Dude I seriously doubt any credible business is accepting cryptocoins with the intention of holding them as an investment. You are missing the bigger point here. They can accept crypto and save HUGE on transaction fees. A lot of businesses pay a few % of the transaction toward visa/mc/amex etc when a customer uses a credit card. With crypto, they could pay almost nothing (just what it costs them to exchange the currency to fiat, which should be a lot less than their credit card fees.) Also they can potentially increase their sales by accepting any additional payment method...that is why businesses take credit cards, food stamps, etc rather than only accepting cash.
At least in the US the power I see in this is not transaction fees. With it still being federally illegal and the standpoint possibly changing with the next president many people do not want transactions with known retailers on their records. They would prefer to deal in cash--which supports the idea of crypto. Going to an ATM before a shop is not an out of the way transaction. This is a risk to the seller as they have not only product to be taken, but large amounts of cash(say in a coordinated robbery). But with that cash you are considering crypto fees vs no fees as well.

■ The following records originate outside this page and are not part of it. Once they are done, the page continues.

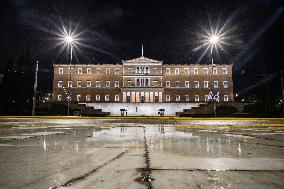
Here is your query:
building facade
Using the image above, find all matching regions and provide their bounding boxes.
[53,54,234,103]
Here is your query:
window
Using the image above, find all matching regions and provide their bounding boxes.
[114,81,119,87]
[78,68,83,75]
[184,68,189,75]
[166,95,171,102]
[77,81,82,87]
[106,81,110,87]
[86,95,91,102]
[68,67,72,74]
[127,80,132,87]
[87,81,92,87]
[166,68,171,75]
[166,81,171,87]
[204,81,209,88]
[114,68,119,75]
[184,81,189,88]
[203,68,208,75]
[176,81,180,88]
[77,95,81,101]
[58,68,63,74]
[153,81,158,87]
[153,68,158,74]
[96,81,101,87]
[57,81,63,88]
[194,95,199,102]
[106,68,110,75]
[223,81,228,88]
[214,81,218,88]
[175,68,179,75]
[176,95,180,102]
[96,95,101,101]
[184,95,189,102]
[68,81,72,87]
[87,68,92,74]
[96,68,101,75]
[57,95,62,101]
[204,95,208,101]
[114,95,119,102]
[194,81,199,88]
[213,67,217,75]
[224,95,229,102]
[105,95,109,102]
[127,68,132,74]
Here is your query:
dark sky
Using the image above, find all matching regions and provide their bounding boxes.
[0,0,284,94]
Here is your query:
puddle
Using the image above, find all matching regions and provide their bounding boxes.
[223,134,254,138]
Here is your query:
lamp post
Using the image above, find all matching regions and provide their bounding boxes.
[32,60,38,116]
[64,35,74,116]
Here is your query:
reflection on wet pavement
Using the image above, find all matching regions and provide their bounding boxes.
[0,120,284,188]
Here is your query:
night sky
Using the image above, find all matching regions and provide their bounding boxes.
[0,0,284,93]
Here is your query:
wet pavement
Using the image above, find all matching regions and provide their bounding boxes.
[0,119,284,189]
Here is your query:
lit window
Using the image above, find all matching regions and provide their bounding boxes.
[175,68,179,75]
[184,81,189,88]
[214,81,218,88]
[96,81,101,87]
[204,95,208,101]
[114,95,119,102]
[184,95,189,102]
[105,95,109,102]
[77,95,81,101]
[203,68,208,75]
[176,95,180,102]
[86,95,91,102]
[57,81,63,88]
[166,68,171,75]
[87,81,92,87]
[223,81,228,88]
[96,95,101,101]
[68,81,72,87]
[204,81,209,88]
[127,81,132,87]
[166,81,171,87]
[166,95,171,102]
[224,95,229,102]
[106,68,110,75]
[184,68,189,75]
[213,67,217,75]
[96,68,101,75]
[127,68,132,74]
[87,68,92,74]
[194,81,199,88]
[59,68,63,74]
[78,68,83,75]
[176,81,180,88]
[106,81,110,87]
[114,68,119,75]
[77,81,82,87]
[194,95,199,102]
[114,81,119,87]
[153,68,158,74]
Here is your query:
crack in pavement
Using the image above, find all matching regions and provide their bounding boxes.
[135,127,153,189]
[50,150,129,189]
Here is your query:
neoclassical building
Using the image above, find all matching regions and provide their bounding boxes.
[53,51,234,115]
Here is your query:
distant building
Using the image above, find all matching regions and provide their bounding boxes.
[53,48,234,115]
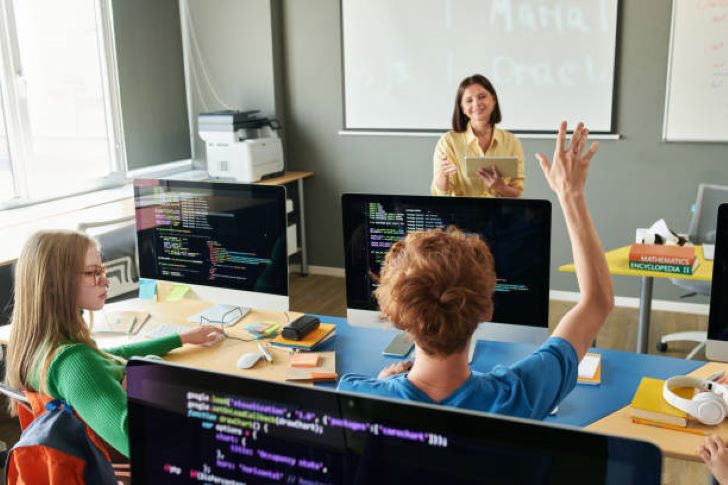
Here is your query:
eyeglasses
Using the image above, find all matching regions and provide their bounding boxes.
[81,265,106,286]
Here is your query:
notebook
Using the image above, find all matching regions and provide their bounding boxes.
[92,310,151,335]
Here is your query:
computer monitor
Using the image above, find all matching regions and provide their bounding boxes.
[127,360,662,485]
[134,179,288,311]
[341,194,551,344]
[705,203,728,362]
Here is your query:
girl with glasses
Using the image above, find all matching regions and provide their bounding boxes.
[6,231,220,457]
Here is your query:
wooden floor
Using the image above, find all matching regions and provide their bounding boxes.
[0,273,710,485]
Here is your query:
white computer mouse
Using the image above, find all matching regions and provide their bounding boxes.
[236,352,263,369]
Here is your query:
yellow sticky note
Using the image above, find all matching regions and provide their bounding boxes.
[166,285,190,301]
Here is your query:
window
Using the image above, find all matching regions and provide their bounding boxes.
[0,0,124,207]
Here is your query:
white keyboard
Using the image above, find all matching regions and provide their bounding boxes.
[143,323,194,338]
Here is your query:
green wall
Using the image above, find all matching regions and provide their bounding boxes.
[112,0,190,170]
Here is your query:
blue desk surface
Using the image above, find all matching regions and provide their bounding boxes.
[319,316,705,426]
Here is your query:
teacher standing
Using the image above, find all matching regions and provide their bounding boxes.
[432,74,524,197]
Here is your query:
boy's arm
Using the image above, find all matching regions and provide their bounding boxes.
[536,122,614,360]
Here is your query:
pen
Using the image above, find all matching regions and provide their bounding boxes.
[258,344,273,364]
[632,418,708,436]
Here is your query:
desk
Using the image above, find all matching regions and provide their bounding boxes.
[0,299,704,435]
[559,246,713,354]
[586,362,728,461]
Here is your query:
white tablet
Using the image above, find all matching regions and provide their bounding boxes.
[465,157,519,178]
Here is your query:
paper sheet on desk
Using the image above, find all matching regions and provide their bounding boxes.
[139,278,157,300]
[579,353,601,379]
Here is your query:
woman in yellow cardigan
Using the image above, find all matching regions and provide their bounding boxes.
[432,74,524,197]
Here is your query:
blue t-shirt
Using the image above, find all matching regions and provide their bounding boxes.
[338,337,579,419]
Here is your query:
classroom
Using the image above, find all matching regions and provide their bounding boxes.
[0,0,728,484]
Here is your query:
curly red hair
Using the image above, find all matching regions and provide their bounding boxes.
[374,228,495,357]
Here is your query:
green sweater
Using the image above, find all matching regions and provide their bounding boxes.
[30,334,182,457]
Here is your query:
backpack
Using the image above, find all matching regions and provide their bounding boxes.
[5,399,117,485]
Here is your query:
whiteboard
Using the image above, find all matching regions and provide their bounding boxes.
[341,0,618,133]
[663,0,728,142]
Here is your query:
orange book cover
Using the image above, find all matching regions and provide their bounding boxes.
[629,243,695,266]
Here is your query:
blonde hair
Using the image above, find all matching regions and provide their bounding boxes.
[5,231,98,400]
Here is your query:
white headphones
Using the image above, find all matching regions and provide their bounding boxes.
[662,376,728,425]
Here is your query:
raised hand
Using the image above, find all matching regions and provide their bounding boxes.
[698,435,728,485]
[536,121,599,197]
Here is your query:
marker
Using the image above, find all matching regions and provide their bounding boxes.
[705,371,725,382]
[258,344,273,364]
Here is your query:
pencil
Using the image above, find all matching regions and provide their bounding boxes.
[127,316,139,335]
[632,418,708,436]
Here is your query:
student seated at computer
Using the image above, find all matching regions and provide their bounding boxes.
[339,123,614,419]
[6,231,221,457]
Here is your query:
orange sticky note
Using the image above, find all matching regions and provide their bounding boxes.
[289,352,319,367]
[311,372,336,381]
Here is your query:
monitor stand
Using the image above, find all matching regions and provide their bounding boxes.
[468,322,549,363]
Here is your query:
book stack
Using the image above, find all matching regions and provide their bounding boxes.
[629,244,699,275]
[630,377,696,432]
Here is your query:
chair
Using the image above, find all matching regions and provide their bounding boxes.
[78,216,139,302]
[657,184,728,359]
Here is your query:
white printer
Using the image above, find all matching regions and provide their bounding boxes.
[197,110,283,183]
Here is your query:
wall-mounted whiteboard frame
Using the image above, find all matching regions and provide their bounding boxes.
[662,0,728,143]
[340,0,620,137]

The other side of that is, these are budding businesses, just opening with huge investments that are nowhere near paid off. To take something that could plummet in value tomorrow is dangerous. Also, the volume is not moving greatly because it has not been adopted widely. Even $1,000(30,000 coins-ish) worth a day would be a risk--and an expense in the terms of the time of having someone monitor markets and making sure you could drop it for what you charged. If I was doing 20-30k a day, I wouldn't dare take half of that in coins I might not be able to sell unless I was hoping for future gain (and mind you 30k a day is not profit, its revenue-there are employees, rent, utilities, production, transport, etc, to pay). The only way I would ever accept it when my future as a business was in question would be as a portion of profit only. By putting faith in the system, and being one of the first to take it, I would have to assume that it is viable, and my competitors have to eventually take it as well. Hence, investment. It would be a short sell, but still, if I would consider it worth the risk of accepting at all, it would mean I put some faith behind it. Faith in its adoption would mean I would want to consider how much I could take to ride out for a week or two, or more, without endangering my business.
It is also worth mentioning that I work with a single business that spends tens of thousands on transaction fees(on a corp level it would be tens of millions for our multi billion dollar corp) as a credit card merchant. As easy as it is to talk about, with crypto, you pay a trade fee, and then when you withdraw in fiat. Unless you take more risky low currency value measures, you also pay a fee to withdraw and in some cases another fee to take from the party you withdrew to, to your bank account. While you can find ways to do it to lower fees, its difficult in large volumes, and with a large daily revenue business you are talking about large sums of money are that are not easy to transfer through lesser exchanges with lower fees. I've been able to transfer out 1,000 without fees, and by other means I've seen 1,000 turn into 900 (a huge 10% between selling, transferring out of exchange and then transferring from that party to the bank). The grass is only partially greener. In a large business having someone handle this day to day while accounting for prices charged vs prices sold at and market fluctuations, you have to consider actually paying someone to do that. A whole different discussion is crypto developers streamlining that to make it not an accounting nightmare, but currently, there is a cost to that. You could argue that a wonderful program could be created to do that by the company--exploiting the best lines into fiat, profit vs flux, when to hold, when to sell, monitoring fraud, etc--but since it does not currently exist, the development costs alone for a multimillion dollar business would not offset the merchant fees.
So yes, as a business considering the value of accepting the coin outright vs a smart idea to increase my PROFIT some, there is a lot to consider. No business, starting with investors--whether their own money or others, is going to risk going red on revenue (or more red as many business do not make profit for years), to grab a few more customers(and yes, us cryptos are still a small minority in the world view of customers or even in the Colorado view of customers). To take a cut of profit and gamble that it becomes more profit is a risk a CEO and CFO can get behind. While you might not be thinking on a corp level, even small pot shops have people behind them trying to make money with business minds and in many cases educations. These are serious considerations.
In the long term you are completely right. In the short term, and getting people to start with it, I disagree. If you are considering countries that it is completely legitimate in, that is a completely different question. I was just suggesting an idea, that might get more people on board. Not trying to discredit the idea of it as a 100% pay currency. It is perfect for this emerging industry, but the implications are very different depending what country and economic impact you are considering. Selling the idea to Amsterdam with long established businesses vs Colorado with weeks to months old businesses are completely different playing fields. Both may be interested and stand to profit, but how you sell it to an invested party in different markets will make or break their interest. I want this to succeed, so yes, I submit an idea beyond 'possibly' saving on credit card fees for another path for the dev's to market toward potential businesses.